World-Famous, New York Times Best Selling Author, and All-Around Nice Guy!

  4 Responses to “Overlooked America – Massachusetts”

  1. You hit only the tourist attractions in Massachusetts.

    In western Massachusetts, also known as the Berkshires are some real “Overlooked America.”

    Dalton Ma.: ALL the paper used for U.S. Currency is produced there. in 200 year old mills. A little museum explains the process.

    Pittsfield: The Berkshire museum. One of the finest small museums in the country. Maintained by the Crane family, of Crane paper, whom makes the money paper in Dalton
    .
    Hancock: Shaker village. As completely restored village showing how the Shakers lived.

    By the way, Lizzie Borden was acquitted so I don’t think you can say she murdered her parents. Innocent until proven guilty Nick.

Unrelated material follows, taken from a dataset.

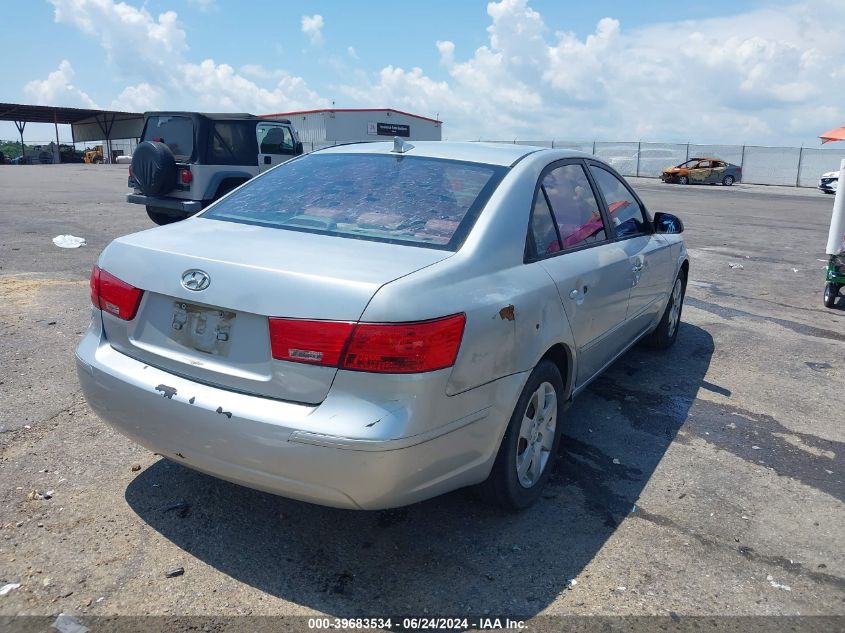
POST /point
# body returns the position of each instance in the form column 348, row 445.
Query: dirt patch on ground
column 23, row 291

    Come on Nick, do some basic research before publishing.

  2. Wow, Joe Homich, are you always that rude? I don’t see you publishing a daily blog full of useful information that gets thousands of readers. Here’s a new flash for you – most of us ARE tourists and these are the kind of things we WANT to learn about. Go suck on a lemon or whatever it is that makes you such a sourpuss.

  3. I hope we never park next to Joe Homich. I think he’d make a miserable neighbor.

  4. Not always that rude, just sick and tired and sick and tired of all media outlets, including Nick, publishing information that is incorrect.

    I guess because the New York Times produces so many stories per day you will forgive them in they are completely wrong, Rachel.

    By the way, I tried being nice to nudge media outlets to increase accuracy, in including past issues with Nick’s blog. It didn’t work. So maybe a little rudeness will get their attention.

    In the meantime, Emily Post Wannabes, tell some whom cares.